Salvando las distancias, este caso es, para Kenji Kishi, el más palpable de una acción en la defensa de los derechos de autor de los creadores: “Es una comunidad súper fuerte, que puede apoyarla para que ella se aviente a decir: ‘Voy a grabar todos mis álbumes otra vez’. Es un ejemplo desde el privilegio de ser Taylor Swift, que quizá no aplica para el 99.9 por ciento, pero lo veo en el sentido de cómo acercarte a la comunidad de personas que consumen tu música, de pensar que es importante crear este espacio”.

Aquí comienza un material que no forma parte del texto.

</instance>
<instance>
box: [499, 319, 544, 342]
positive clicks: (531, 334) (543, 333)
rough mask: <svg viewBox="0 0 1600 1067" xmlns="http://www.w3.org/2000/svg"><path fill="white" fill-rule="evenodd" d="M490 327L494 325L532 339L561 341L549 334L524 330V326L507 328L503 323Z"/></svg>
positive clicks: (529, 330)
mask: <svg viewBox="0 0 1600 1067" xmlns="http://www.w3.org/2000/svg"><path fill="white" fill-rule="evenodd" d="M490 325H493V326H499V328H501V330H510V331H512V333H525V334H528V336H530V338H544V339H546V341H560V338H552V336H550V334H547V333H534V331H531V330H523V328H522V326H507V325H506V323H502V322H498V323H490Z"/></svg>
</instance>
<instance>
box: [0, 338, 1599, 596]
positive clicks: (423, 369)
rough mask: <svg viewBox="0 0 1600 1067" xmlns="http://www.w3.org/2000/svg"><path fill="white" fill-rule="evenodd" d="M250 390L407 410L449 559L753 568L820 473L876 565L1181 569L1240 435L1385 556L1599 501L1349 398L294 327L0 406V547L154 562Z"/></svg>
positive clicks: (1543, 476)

Este entorno comunitario se cimenta en el sentido profundo de lo que es la música, no como negocio, sino como creación de significaciones: “Hay una idea, en las personas más jóvenes, de triunfar en grande. Ven a estos artistas paradigmáticos que a los 16 años están en grandes festivales vendiendo todo, y dicen: ‘Yo quiero eso, yo quiero ser la siguiente Billie Eilish’, en lugar de apuntar a cuál es la razón por la que haces música o con quiénes te quieres conectar”.
Apelando al valor romántico en esta creación de comunidades, Arbeláez evidenció su preocupación por el hecho de que la música en sí misma ya no esté generando hechos culturales: “Salvando a Taylor Swift, el último hecho es que Shakira insultó al exesposo a través de canciones. Ahora caímos en la trampa de que, cuando hablamos de música, hablamos de industria de la música. Debemos volver a estas comunidades, a hablar de la música en sí misma”.
Más allá de eso, también hay diagnósticos contundentes que complican la creación de soluciones para los músicos fuera del mainstream, como panoramas legales y una alta tasa de informalidad: “México no entiende la música, ni desde el punto de vista fiscal ni desde una manera de promover que los músicos tengan una economía a través de sistemas de gestión colectiva. Las brechas son más anchas de lo que pensamos. Nosotros (en las convocatorias de FIM) hemos encontrado que la gran mayoría de músicos y técnicos están en unos niveles de precariedad que ni siquiera tienen cuenta de banco o RFC, o no tienen la menor idea del sistema de derechos de autor”.